Henceforth, if you highlight more than one cell, then the resulting range is used as the default Input Range value (or if there is more than one input range, then the first input range defaults to the highlighted range). In this case, the Output Range defaults to blank, which means that the output will be written to a new worksheet.
You can override any of these defaults.
Biserial Correlation Coefficient
The new BCORREL(Rx, Ry) function can be used to compute the biserial correlation function between the data in ranges Rx and Ry where Rx s a column range consisting of 0’s and 1’s.
Roots of a Polynomial
The new ROOTS array function is used to calculate the roots of any polynomial (with real coefficients). E.g. the roots of x2 – 1 are x = 1 and x = -1, while the roots of x2 + 1 are x = i and x = –i where i = the square root of -1 (an imaginary number).
Weighted Random Values
A new weighted random value function WRAND has been added. E.g. if the range A1:A4 contains the four weights 5,1,1,3, then WRAND(A1:A4) generates a random integer value between 1 and 4 where the probability of generating a 1 is 5/(5+1+1+3) = 50%, the probability of generating a 2 is 1/(5+1+1+3) = 10%, etc.
WRANDOM is a new array function. If, for example, you want to generate two integer random values between 1 and 4 using the above weights, then you would highlight a range consisting of two cells, enter the formula =WRANDOM(A1:A4, TRUE) and press Ctrl-Shft-Enter. If you want to make sure that the two values generated are not equal (i.e. sampling without repetition), then you would enter the formula =WRANDOM(A1:A4, FALSE).

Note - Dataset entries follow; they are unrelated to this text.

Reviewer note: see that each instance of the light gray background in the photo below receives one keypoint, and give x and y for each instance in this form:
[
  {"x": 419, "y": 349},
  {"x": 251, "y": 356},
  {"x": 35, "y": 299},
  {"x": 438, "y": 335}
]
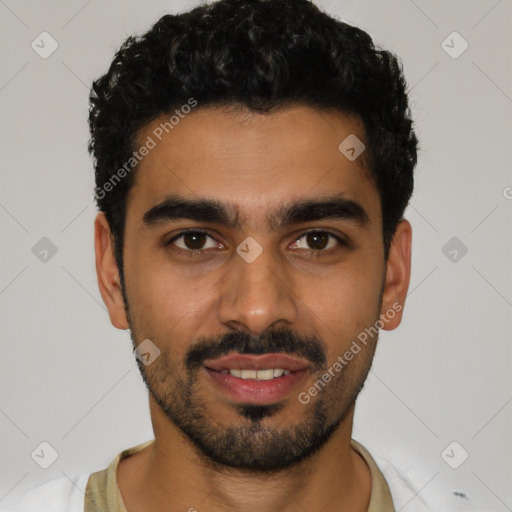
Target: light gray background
[{"x": 69, "y": 378}]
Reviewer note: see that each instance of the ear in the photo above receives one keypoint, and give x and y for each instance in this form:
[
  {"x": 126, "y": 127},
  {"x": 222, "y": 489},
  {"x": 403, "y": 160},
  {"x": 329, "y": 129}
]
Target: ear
[
  {"x": 107, "y": 273},
  {"x": 398, "y": 273}
]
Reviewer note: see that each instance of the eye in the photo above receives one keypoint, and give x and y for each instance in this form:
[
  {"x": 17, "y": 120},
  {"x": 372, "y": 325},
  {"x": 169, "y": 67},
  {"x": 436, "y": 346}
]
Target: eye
[
  {"x": 192, "y": 241},
  {"x": 318, "y": 241}
]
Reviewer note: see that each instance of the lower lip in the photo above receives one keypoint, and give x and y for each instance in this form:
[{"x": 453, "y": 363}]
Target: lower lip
[{"x": 251, "y": 391}]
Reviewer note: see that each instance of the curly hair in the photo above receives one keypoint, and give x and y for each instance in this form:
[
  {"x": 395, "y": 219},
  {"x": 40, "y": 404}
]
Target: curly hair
[{"x": 261, "y": 55}]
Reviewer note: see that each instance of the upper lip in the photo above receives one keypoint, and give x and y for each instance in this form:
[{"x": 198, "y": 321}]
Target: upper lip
[{"x": 259, "y": 362}]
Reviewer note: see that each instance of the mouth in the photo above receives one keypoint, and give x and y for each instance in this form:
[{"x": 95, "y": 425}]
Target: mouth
[{"x": 261, "y": 379}]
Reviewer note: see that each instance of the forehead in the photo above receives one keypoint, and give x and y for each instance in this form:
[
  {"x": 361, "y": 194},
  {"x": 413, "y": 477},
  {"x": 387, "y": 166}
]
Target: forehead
[{"x": 253, "y": 163}]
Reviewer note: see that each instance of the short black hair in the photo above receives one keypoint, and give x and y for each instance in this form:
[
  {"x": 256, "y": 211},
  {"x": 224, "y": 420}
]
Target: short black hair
[{"x": 260, "y": 55}]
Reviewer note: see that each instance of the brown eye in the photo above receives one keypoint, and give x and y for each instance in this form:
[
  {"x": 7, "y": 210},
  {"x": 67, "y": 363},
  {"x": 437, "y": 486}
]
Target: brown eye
[
  {"x": 192, "y": 241},
  {"x": 318, "y": 241}
]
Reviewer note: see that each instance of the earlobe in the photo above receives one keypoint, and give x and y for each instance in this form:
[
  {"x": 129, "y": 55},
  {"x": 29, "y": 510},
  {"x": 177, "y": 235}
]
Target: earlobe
[
  {"x": 398, "y": 273},
  {"x": 107, "y": 273}
]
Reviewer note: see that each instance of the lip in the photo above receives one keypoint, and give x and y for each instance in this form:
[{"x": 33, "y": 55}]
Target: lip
[
  {"x": 249, "y": 391},
  {"x": 258, "y": 362}
]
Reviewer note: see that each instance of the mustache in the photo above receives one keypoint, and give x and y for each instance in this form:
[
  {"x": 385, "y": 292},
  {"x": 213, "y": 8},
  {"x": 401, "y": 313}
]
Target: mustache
[{"x": 281, "y": 341}]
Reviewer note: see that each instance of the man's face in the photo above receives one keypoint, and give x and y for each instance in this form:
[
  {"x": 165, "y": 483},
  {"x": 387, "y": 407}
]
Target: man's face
[{"x": 303, "y": 285}]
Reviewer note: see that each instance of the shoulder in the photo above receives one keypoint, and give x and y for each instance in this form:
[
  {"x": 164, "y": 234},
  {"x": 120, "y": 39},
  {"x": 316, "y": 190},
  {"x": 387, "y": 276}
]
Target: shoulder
[{"x": 60, "y": 494}]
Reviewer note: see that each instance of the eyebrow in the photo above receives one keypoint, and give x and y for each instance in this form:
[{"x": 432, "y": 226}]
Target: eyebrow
[{"x": 334, "y": 207}]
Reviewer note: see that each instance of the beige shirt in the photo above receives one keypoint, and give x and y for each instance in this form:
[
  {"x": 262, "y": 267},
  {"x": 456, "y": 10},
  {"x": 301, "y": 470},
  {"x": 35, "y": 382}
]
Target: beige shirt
[{"x": 103, "y": 494}]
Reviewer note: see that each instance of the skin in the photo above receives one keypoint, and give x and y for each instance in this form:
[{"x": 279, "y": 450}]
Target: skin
[{"x": 254, "y": 162}]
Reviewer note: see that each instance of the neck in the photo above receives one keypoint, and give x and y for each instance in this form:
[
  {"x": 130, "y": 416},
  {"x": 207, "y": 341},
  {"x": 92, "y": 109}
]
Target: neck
[{"x": 170, "y": 475}]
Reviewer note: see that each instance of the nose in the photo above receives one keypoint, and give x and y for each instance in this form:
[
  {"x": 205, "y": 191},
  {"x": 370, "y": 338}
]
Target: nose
[{"x": 258, "y": 295}]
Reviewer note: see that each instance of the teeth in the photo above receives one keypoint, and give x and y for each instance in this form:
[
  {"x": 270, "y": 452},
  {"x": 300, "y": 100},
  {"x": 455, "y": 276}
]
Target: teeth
[{"x": 267, "y": 374}]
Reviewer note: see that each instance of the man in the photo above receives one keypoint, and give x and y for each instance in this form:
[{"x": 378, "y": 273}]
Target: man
[{"x": 253, "y": 162}]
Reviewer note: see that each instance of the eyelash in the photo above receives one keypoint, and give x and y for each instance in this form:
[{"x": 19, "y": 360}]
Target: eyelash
[{"x": 199, "y": 252}]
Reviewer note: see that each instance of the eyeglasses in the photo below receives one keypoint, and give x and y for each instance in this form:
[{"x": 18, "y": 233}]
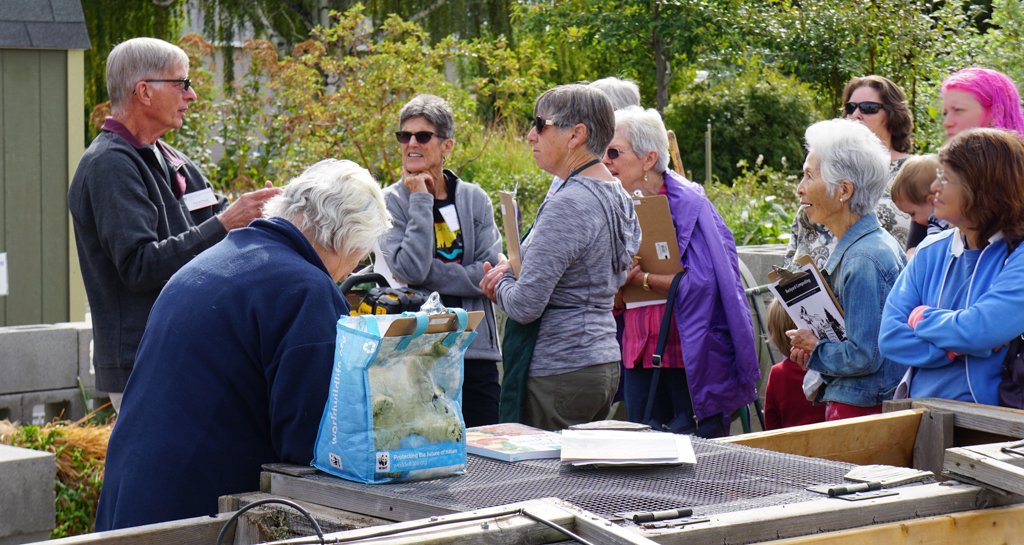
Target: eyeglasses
[
  {"x": 941, "y": 178},
  {"x": 185, "y": 83},
  {"x": 423, "y": 136},
  {"x": 540, "y": 123},
  {"x": 867, "y": 108}
]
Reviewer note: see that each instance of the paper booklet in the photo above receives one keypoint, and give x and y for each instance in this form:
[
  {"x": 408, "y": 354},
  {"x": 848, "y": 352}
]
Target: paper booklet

Fixes a bug that occurs when choosing the Interaction Contrast option of the Two Factor Anova Follow Up data analysis tool
Fixes a bug which occurs when choosing the Two Independent Samples option of the T Test and Nonparametric Equivalents data analysis. This bug only occurs for the non-equal variances version of the test when a non-zero Hypothetical Mean difference value is entered.
Fixes a bug when using the Royston version of the Shapiro-Wilk test for samples of size 4.